Bridging a Gap
Dr. Abecasis is one of several scientists from a handful of institutions working collaboratively to design and evaluate exome arrays. They’re basing this work on published variants derived from past sequencing studies involving more than 12,000 individuals.
“I see exome arrays as bridging a gap between genotyping-based association studies of common variants and sequencing-based studies of rare variants,” Dr. Abecasis says. “Studies that aim to survey protein-coding variation in very large numbers of individuals are very well-suited for exome arrays,” he adds.
The University of North Carolina at Chapel Hill School of Medicine’s Karen Mohlke is using these chips for such a study. Along with her colleagues, Mohlke, Ph.D., associate professor of genetics, is examining exome array data from thousands of individuals in search of low-frequency coding variants associated with metabolic traits.
In a February Nature Genetics paper, Dr. Mohlke and her colleagues identified low-frequency coding variants associated with fasting proinsulin concentrations at the SGSM2 and MADD GWAS loci as well as three new genes—TBC1D30, KANK1, and PAM—associated with fasting proinsulin or insulinogenic index in a cohort of 8,229 nondiabetic Finnish men. A corollary conclusion accompanied the researchers’ results: “This study demonstrates that exome array genotyping is a valuable approach to identify low-frequency variants that contribute to complex traits,” Dr. Mohlke et al., wrote.

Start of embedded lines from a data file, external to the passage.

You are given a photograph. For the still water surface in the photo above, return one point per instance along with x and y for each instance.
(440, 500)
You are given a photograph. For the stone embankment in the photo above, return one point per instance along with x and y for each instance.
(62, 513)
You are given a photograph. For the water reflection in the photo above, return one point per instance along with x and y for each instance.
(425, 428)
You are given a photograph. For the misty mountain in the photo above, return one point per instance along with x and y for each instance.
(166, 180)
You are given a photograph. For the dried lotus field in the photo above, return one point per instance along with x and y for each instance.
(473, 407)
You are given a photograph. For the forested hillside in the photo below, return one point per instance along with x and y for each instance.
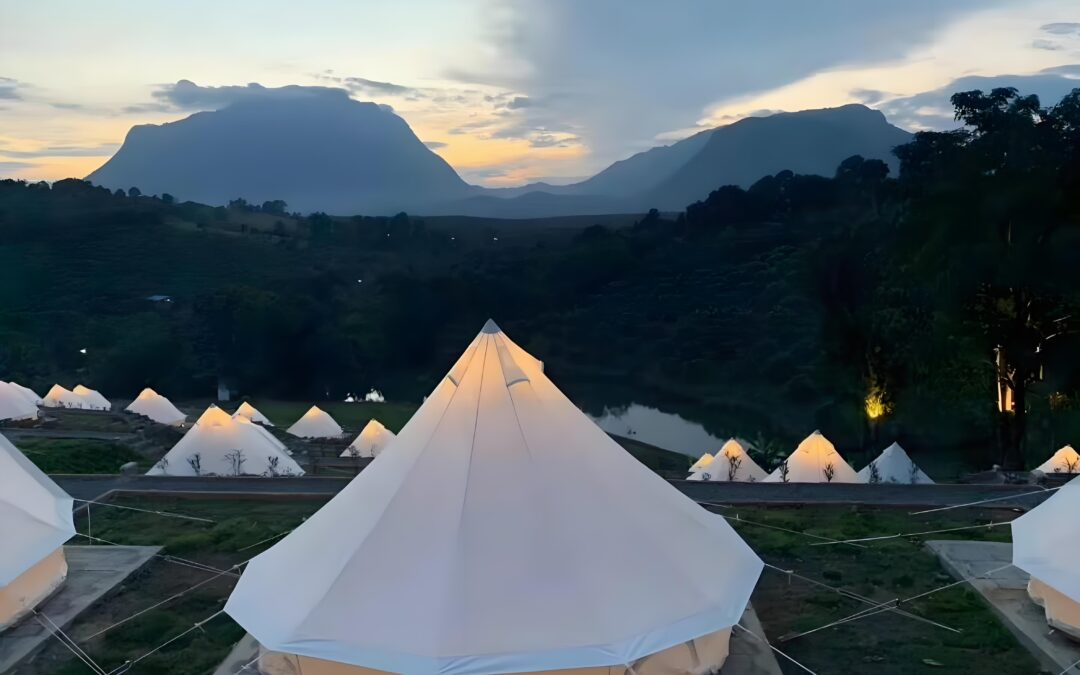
(766, 312)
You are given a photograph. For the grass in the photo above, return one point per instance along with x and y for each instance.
(78, 455)
(883, 570)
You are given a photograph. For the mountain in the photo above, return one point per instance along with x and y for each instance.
(315, 151)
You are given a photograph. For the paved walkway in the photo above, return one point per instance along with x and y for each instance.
(92, 572)
(771, 494)
(1006, 592)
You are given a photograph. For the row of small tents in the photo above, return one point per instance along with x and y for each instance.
(540, 545)
(817, 460)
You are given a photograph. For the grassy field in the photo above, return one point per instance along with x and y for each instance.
(883, 643)
(78, 455)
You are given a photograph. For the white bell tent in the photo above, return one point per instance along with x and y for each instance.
(157, 407)
(812, 461)
(1047, 545)
(28, 393)
(372, 440)
(93, 399)
(35, 522)
(14, 405)
(251, 413)
(731, 463)
(315, 423)
(61, 397)
(893, 466)
(504, 532)
(702, 462)
(1065, 460)
(218, 445)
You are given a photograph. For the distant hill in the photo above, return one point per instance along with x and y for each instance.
(316, 152)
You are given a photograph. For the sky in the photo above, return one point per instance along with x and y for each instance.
(511, 91)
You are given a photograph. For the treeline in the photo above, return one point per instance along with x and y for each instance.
(941, 300)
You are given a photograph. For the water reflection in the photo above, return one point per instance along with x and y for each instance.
(665, 430)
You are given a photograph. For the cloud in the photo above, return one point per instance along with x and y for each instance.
(187, 95)
(9, 90)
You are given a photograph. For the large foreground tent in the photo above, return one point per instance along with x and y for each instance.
(893, 466)
(504, 532)
(35, 522)
(814, 460)
(157, 407)
(315, 423)
(14, 405)
(251, 413)
(370, 441)
(219, 445)
(1047, 545)
(1065, 460)
(730, 463)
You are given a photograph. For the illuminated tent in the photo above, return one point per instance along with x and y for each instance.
(93, 400)
(1047, 545)
(504, 532)
(315, 423)
(894, 466)
(1065, 460)
(61, 397)
(811, 462)
(14, 405)
(703, 461)
(35, 522)
(248, 410)
(157, 407)
(28, 393)
(730, 463)
(370, 441)
(221, 446)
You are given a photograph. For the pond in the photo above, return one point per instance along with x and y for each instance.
(664, 430)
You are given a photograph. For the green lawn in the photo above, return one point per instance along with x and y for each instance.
(78, 455)
(885, 643)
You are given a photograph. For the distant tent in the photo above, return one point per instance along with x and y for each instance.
(1047, 545)
(14, 405)
(812, 461)
(315, 423)
(540, 545)
(221, 446)
(894, 466)
(372, 440)
(35, 522)
(1065, 460)
(731, 463)
(28, 393)
(248, 410)
(157, 407)
(94, 401)
(61, 397)
(702, 462)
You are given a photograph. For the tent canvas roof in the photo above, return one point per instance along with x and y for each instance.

“We did expect a large sample size would be needed to see any significant evidence of association with low-frequency variants,” Dr. Mohlke tells GEN. “The low-frequency variants had not been looked at previously in genome-wide association studies, and some of those could not be imputed well, even from 1,000 Genomes-based reference panels, so there was certainly an opportunity to see new associations.”
Genotyping array analysis is fairly straightforward, giving users an edge over examining raw sequence data for certain studies.
Further, the researchers chose to use exome arrays in part because they cost less. The chips, Dr. Mohlke says, proved “cost-effective, compared to sequencing, at the time we were doing this study.”
And today? “I think still it is cost-effective for analyzing low-frequency variants, at least the ones that are known,” she says. “When variants are known and on the array one wants to test, then it is much more cost-effective than sequencing.”
But for unknown variants or those associated with an ancestry group not well-represented on exome arrays, Dr. Mohlke suggests taking another approach. While powerful, exome arrays offer “an incomplete assessment of coding variants,” she says. “In the long term, sequencing still has the opportunity to identify many more variants.”
Michigan’s Dr. Abecasis echoes these sentiments. “There are certainly lots of settings where these arrays don't make sense,” he says. “As one obvious example, these arrays are no match for exome sequencing when it comes to studying the contribution of de novo mutations and other very rare variants to Mendelian disorders.”
Because particularly rare and population-specific variants often do not make the design cut, exome arrays “only represent 70 to 80% of the variation in any one exome,” Dr. Abecasis adds.
As a result, Dr. Mohlke at UNC suggests weighing cost vs. array content from the get-go. “If I were studying a population group for which the lower frequency and rare variants were not included on this array I would either add them to the existing array or design a new one, if that were technically [feasible] and cost-effective to do,” she says.